Candidates are required to have obtained a Ph.D. in microbiology, biochemistry, genetics, or related disciplines within the last four years with a strong publication record. Technical expertise in genetic manipulation of bacteria and the use of host models are an asset. Salary is competitive with NIH standards.

The Department of Immunology & Microbiology provides an interdisciplinary atmosphere to study innate immunity and its impact on adaptive immune function, host-pathogen interactions, and the role of the microbiome on immune function and outcomes of infection.

Please submit a single PDF file consisting of a cover letter, a one-page research statement (including future goals), an up-to-date curriculum vitae, a list of three references, and three relevant publications to stefan.pukatzki@ucdenver.edu.

We thank all applicants for their interest. Only candidates selected for an interview will be contacted.

Relevant publications:

Kirchberger, P.C., Unterweger, D., Provenzano, D., Pukatzki, S., Boucher, Y.: Sequential displacement of type VI secretion system effector genes leads to evolution of diverse immunity gene arrays in Vibrio cholerae.

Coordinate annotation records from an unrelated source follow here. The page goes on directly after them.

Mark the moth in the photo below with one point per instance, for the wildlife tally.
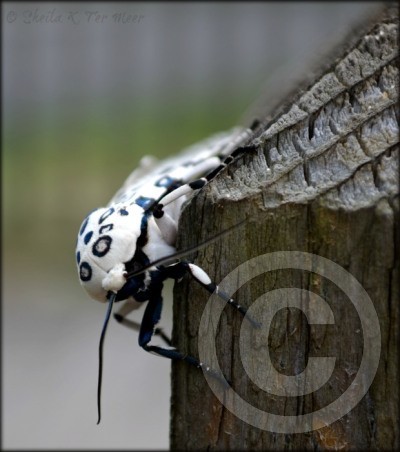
(126, 250)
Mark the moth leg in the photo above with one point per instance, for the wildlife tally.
(194, 185)
(201, 277)
(127, 308)
(167, 225)
(150, 319)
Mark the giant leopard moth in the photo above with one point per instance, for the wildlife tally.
(126, 250)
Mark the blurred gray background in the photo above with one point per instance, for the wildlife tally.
(88, 89)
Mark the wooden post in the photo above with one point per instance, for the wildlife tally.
(322, 178)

Scientific Reports, Article number: 45133. 2017.

Unterweger, D., Kostiuk, B., Oetjengerdes, R., Wilton, A., Diaz, L., and Pukatzki, S.: Chimeric adaptor proteins translocate diverse type VI secretion system effectors in Vibrio cholerae. EMBO Journal: 34(16): 2198-2210. 2015.

Unterweger, D., Miyata, S.T., Bachmann, V., Brooks, T., Provenzano, D., Pukatzki, S.: The Vibrio cholerae type VI secretion system employs diverse effector modules for intraspecific competition. Nature Communications, 5, Article number: 3549, doi:10.1038/ncomms4549. 2014.